Transformer-based deep learning for accurate detection of multiple base modifications using single molecule real-time sequencing.
Journal:
Communications biology
PMID:
40229481
Abstract
We had previously reported a convolutional neural network (CNN) based approach, called the holistic kinetic model (HK model 1), for detecting 5-methylcytosine (5mC) by single molecule real-time sequencing (Pacific Biosciences). In this study, we constructed a hybrid model with CNN and transformer layers, named HK model 2. We improve the area under the receiver operating characteristic curve (AUC) for 5mC detection from 0.91 for HK model 1 to 0.99 for HK model 2. We further demonstrate that HK model 2 can detect other types of base modifications, such as 5-hydroxymethylcytosine (5hmC) and N6-methyladenine (6mA).
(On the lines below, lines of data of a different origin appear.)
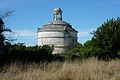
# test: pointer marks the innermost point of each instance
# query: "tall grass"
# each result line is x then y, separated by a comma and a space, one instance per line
90, 69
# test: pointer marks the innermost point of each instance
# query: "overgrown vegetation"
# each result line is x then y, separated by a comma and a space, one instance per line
105, 43
89, 69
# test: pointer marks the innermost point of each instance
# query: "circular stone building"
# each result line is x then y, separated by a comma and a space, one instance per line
58, 33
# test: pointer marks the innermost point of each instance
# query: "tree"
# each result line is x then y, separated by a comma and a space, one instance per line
3, 29
107, 38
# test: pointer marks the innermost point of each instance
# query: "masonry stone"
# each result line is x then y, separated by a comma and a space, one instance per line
58, 33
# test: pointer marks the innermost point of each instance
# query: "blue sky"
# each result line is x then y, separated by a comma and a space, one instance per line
84, 15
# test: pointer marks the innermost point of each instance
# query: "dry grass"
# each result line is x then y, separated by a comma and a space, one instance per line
90, 69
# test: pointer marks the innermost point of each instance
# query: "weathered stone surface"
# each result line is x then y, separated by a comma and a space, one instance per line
58, 33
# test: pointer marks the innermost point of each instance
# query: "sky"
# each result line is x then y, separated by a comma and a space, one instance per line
29, 15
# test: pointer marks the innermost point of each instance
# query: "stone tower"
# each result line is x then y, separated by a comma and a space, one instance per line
58, 33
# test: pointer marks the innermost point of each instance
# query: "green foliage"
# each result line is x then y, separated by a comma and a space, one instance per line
3, 29
107, 39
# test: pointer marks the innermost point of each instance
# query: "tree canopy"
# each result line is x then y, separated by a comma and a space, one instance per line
107, 38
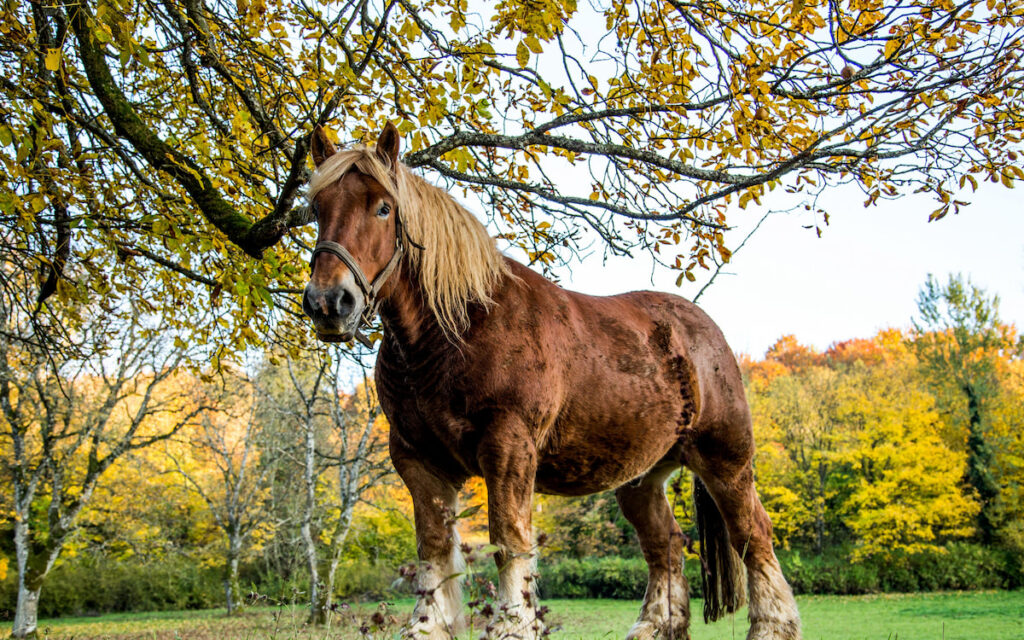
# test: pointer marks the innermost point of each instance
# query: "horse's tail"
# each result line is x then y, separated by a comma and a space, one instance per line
722, 572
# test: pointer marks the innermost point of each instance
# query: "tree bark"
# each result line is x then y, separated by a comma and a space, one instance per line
27, 613
231, 590
30, 582
309, 477
979, 465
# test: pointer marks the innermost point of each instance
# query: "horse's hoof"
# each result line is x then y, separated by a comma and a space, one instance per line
646, 630
513, 629
774, 630
426, 630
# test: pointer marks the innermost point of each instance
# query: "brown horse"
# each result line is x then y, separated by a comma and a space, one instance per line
486, 369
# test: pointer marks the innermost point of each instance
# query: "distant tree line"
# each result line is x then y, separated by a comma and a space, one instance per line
270, 477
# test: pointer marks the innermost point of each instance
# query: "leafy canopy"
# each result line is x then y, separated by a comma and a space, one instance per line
167, 139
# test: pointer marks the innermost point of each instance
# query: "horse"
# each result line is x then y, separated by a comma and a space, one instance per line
486, 369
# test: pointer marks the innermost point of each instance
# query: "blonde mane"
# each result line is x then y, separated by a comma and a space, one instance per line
459, 262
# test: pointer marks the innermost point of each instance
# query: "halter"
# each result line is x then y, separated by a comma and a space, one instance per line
371, 290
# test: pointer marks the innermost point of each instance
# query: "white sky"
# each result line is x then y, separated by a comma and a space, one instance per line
861, 275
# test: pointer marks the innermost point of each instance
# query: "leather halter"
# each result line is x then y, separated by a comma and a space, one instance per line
371, 290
Using HK model 2 to analyze 5mC patterns of cell-free DNA (cfDNA) molecules, we demonstrate the enhanced detection of patients with hepatocellular carcinoma, with an AUC of 0.97. Moreover, HK model 2-based detection of 6mA enables the detection of jagged ends of cfDNA and the delineation of cellular chromatin structures. HK model 2 is thus a versatile tool expanding the applications of single molecule real-time sequencing in liquid biopsies.